Life under German occupation was a subject that was treated in the French cinema in a gradual manner, differing according to the time of the production, reflecting the process of coping with the darkest hour of the history of France that the French society when through in the last 65 years since the end of WWII. From the heroic approach of the years that followed the war, to the variety of approaches triggered by the New Wave of the 60s (including comedy) up to the more lucid and more historically and artistically true approach of the last decade. To a certain extent Bertrand Tavernier's 'Lassez-passer' closes a cycle, as it deals not only with day-to-day life but also to film making under the occupation.

Based on real experiences and memoirs the stories of the two heroes work make them work both in the film industry, but they never meet in the film, or if they do this is not shown on the screen. I find the idea genial, as the ways the two work and survive the war, the ways they oppose the occupation and resist not only physically but also morally are radically different.
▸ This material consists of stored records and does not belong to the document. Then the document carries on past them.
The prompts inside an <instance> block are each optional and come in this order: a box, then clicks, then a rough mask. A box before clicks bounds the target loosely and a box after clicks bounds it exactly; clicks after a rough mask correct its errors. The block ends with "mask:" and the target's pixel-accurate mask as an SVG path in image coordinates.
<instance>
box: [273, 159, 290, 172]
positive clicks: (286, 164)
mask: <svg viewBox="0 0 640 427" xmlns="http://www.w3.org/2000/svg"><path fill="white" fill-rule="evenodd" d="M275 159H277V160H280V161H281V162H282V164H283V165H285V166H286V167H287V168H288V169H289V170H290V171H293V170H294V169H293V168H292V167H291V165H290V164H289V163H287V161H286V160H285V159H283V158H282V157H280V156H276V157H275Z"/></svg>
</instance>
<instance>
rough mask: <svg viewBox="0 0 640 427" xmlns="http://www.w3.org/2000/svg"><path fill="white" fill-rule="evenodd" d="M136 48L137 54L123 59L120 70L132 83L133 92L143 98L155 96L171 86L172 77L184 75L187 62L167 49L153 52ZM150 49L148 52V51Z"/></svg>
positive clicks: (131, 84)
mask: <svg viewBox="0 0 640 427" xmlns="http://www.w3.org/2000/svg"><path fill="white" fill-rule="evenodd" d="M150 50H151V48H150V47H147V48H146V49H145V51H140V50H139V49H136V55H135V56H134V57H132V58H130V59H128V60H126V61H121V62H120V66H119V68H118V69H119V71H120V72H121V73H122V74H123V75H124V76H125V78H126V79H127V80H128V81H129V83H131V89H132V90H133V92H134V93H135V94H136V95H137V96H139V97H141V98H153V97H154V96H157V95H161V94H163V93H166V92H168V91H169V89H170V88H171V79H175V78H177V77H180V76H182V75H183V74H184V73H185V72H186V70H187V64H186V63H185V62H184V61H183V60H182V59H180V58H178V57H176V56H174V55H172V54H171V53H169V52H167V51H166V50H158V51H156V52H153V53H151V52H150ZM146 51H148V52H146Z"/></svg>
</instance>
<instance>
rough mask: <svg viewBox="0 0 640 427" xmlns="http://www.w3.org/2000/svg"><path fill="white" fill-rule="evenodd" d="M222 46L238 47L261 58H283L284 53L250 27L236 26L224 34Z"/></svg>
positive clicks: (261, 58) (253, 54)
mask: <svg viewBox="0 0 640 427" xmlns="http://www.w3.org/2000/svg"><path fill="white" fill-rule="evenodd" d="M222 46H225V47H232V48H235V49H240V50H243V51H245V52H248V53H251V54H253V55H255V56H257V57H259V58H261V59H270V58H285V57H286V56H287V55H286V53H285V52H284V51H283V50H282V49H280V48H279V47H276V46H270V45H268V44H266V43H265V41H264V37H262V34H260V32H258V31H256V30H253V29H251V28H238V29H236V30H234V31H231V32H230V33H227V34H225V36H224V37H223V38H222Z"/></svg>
Director Jean Devaivre (Jacques Gamblin) is marginally involved with the Resistance but works for the hated German-led film house, where artists were obliged to make films glorifying the 'friendship' with the Germans, under the control and permanent scrutiny of the occupiers. Script-writer Jean Aurenche (Denis Podalydes) seems to be more interested in women, but his scripts insert subversive lines, and his actions alleviate the sufferings of a fellow writer imprisoned by the Germans. Both decide to continue to work under censorship and brutal control, and the moral rationale of this option is the key question of the film. Should the great artists of the time (names like Jean Gabin, Darielle Darieux, Michel Simon, director Clouzot) have refused to work under occupation/ Where does the positive will and need to continue life and to help the moral of the compatriots stop and collaboration with the enemy start?

It is a long film, and especially the first 30 minutes are quite confusing, letting the impression of a difficult take-off, especially for viewers who are not necessarily familiar with all the heroes members of the milieu described in the movie. It can be felt that Tavernier was in love with the subject and wanted to make the complex picture of the period as complete as possible, but avoiding simplifications needs not necessarily result in a much longer film. The viewers are however rewarded in the second part of the film with two film moments of anthology, both having Devaivre (Gamblain) as a hero - the haunting bicycle trip from Paris to the 'campagne' in order to visit his family and the even more surrealistic episode where after getting hold of some secret documents he is flew into England to be briefed by the British espionage experts. If the episodes are also true as claimed they show that life in time of war can make sometimes stories greater than the stories imagined for the big screen.